Some may argue that paying smokers and nonsmokers the same wage is unreasonable since they do not spend the same amount of time doing actual work. In 2017, a Japanese corporation agreed to introduce a new policy that requires nonsmokers to take an additional six days of sick time to compensate for the time lost by smokers.
Employees at the Tokyo-based marketing company Piala Inc. complained that they were working longer hours than anyone who took time off to smoke a cigarette.
“Earlier this year, one of our non-smoking employees placed a note in the company suggestion box saying that smoking breaks were causing problems,” Hirotaka Matsushima, a company spokesperson, told the newspaper. “Our CEO saw the remark and agreed, so we’re compensating nonsmokers with some extra time off.”

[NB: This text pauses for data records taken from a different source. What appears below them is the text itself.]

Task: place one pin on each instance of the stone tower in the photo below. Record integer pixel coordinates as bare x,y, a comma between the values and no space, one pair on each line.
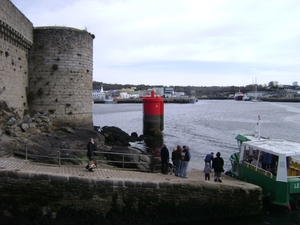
60,64
15,41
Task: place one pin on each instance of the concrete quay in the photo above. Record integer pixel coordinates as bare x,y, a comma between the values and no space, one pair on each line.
121,197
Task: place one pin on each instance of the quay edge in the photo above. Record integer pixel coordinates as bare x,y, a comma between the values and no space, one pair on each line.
115,199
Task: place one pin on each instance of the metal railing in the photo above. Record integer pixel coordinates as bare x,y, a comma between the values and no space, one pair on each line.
60,155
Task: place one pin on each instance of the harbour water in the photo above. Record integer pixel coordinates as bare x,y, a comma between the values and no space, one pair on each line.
211,126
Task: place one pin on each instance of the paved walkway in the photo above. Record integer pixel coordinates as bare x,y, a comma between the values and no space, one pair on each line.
13,164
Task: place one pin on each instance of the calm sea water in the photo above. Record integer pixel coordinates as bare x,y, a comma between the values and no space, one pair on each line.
211,126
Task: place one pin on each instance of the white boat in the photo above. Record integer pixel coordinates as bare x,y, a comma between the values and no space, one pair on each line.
239,96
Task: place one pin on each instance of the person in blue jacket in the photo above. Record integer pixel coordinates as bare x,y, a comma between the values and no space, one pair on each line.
164,156
186,157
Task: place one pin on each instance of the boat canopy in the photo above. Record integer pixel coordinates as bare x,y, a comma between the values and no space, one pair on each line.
242,138
276,147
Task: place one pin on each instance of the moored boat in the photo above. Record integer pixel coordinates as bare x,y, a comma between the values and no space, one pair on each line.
239,96
272,164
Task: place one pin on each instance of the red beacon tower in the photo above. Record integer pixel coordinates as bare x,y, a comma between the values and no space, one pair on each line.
153,108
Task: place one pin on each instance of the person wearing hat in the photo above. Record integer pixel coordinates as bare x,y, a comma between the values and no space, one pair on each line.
186,157
164,155
208,159
218,164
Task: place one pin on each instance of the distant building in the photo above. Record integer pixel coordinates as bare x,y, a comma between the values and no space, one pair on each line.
98,94
169,92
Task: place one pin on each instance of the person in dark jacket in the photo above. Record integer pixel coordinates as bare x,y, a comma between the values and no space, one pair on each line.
208,159
186,156
177,160
90,154
164,155
218,164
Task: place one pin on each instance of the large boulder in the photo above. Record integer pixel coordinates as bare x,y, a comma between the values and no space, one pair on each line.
37,139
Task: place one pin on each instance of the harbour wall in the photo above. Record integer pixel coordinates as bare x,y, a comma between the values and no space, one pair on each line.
112,199
45,69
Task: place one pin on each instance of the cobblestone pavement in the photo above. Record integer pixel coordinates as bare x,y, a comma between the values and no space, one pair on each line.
13,164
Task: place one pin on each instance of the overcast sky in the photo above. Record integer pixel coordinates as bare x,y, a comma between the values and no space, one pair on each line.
186,42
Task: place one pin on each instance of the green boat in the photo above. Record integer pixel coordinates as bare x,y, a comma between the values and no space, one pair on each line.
272,164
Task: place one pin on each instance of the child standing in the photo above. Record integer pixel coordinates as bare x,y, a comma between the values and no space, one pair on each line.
207,170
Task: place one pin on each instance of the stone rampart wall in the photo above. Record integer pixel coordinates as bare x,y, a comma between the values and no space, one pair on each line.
61,75
15,40
45,69
118,201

According to Matsushima, the frequent cigarette breaks meant that many workers were away from their desks for up to 15 minutes each day.
The company’s policy adjustment is meant to help employees in the process to stop smoking.
Instead of using penalties or threats to force the employees to quite smoking, they’re using incentives to inspire them to stop smoking.
According to a recent poll, 42% of nonsmokers claim that an additional 3-5 days of sick time is a reasonable trade-off to compensate for smokers, while only 28% of smokers agree.
To better understand this problem, e-cigarette manufacturer Halo polled over 1000 people and discovered that nonsmokers thought 1-2 days was reasonable, but 14% said 6 or more days was preferable. However, more than 38% of smokers believe nonsmokers do not deserve additional time off, and 20% of nonsmokers agree.
According to the study, 81 percent of smokers and 25 percent of nonsmokers thought their smoke breaks were fair.
According to a survey conducted by Halo, smokers spend an average of six days a year taking smoke breaks. Following a nonsmoker’s concern about efficiency, a Japanese marketing firm released a statement announcing the implementation of a new policy giving nonsmokers six additional days off every year.